US GDP flop is a sign of secular stagnation, says Deutsche Bank

Deutsch Bank copy

 

Bloomberg

You can now add the rates strategy team at Deutsche Bank AG to the growing list of Wall Street analysts who reckon the U.S. economy is probably ensnared in secular stagnation.
In a research note published on Friday, Deutsche Bank strategists, led by Dominic Konstam, say the Federal Reserve risks a “big policy error” if it hikes interest rates in September as the latest GDP numbers mark an imminent labor market-driven slowdown for the U.S. economy.
The world’s largest economy expanded by just 1.2 percent in the second quarter while first-quarter expansion was revised down to 0.8 percent from an initial 1.1 percent estimate. The second-quarter rate of expansion was less than half the advance forecast by economists in a Bloomberg survey.
“If the economy can only muster growth in the vicinity of 1 percent when the labor market is at full employment, one must take the secular stagnation thesis more seriously,” the Deutsche Bank analysts write. “In other words, perhaps the 2.1 percent average growth rate of the present cycle has been an over-performance. If productivity continues to underwhelm, we will likely see downward revisions to potential growth, telling us after the fact that we have been closing the output gap faster than we thought.”
Secular stagnation is the contentious view that economic growth and the natural rate of interest for the US economy is structurally low or in negative territory, and promoting full employment — in the absence of sustainable final demand — risks financial stability.

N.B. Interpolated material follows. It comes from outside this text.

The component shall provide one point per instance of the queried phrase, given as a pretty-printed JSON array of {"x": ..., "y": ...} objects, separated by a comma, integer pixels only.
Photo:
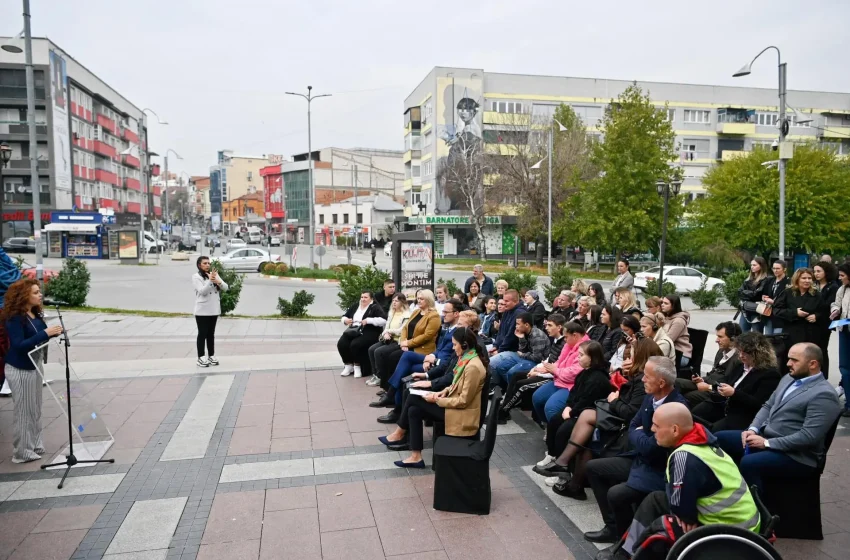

The Deutsche strategists paint a negative picture on US productivity prospects, noting that the “non-consumer portion of the economy is shrinking not only in real terms but also in nominal terms.” With real GDP growing at just 1.2 percent over the last four quarters, the strategists reckon a labor market slowdown — in which low productivity forces firms to defend profit margins by firing workers, who are also consumers — is nigh. This would depress aggregate demand, and further constrain margins for businesses, the analysts write.
The odds of a September rate hike, according to federal funds futures contracts, have dropped to 18 percent compared with 28 percent before the second-quarter read. A traditional driver for U.S. monetary tightening economy — as the labor market tightens, wage inflation should eventually increase, as per the Phillips curve — is now rendered less likely given second-quarter data, Deutsche strategists write, forecasting no rate hikes this year.
Signs of healthy consumer spending continue to feed confidence among Fed officials about the underlying strength of the U.S. economy. On Thursday, Federal Reserve Bank of San Francisco President John Williams said two interest-rate increases this year could be warranted, despite the lower-than-expected GDP number for the second-quarter.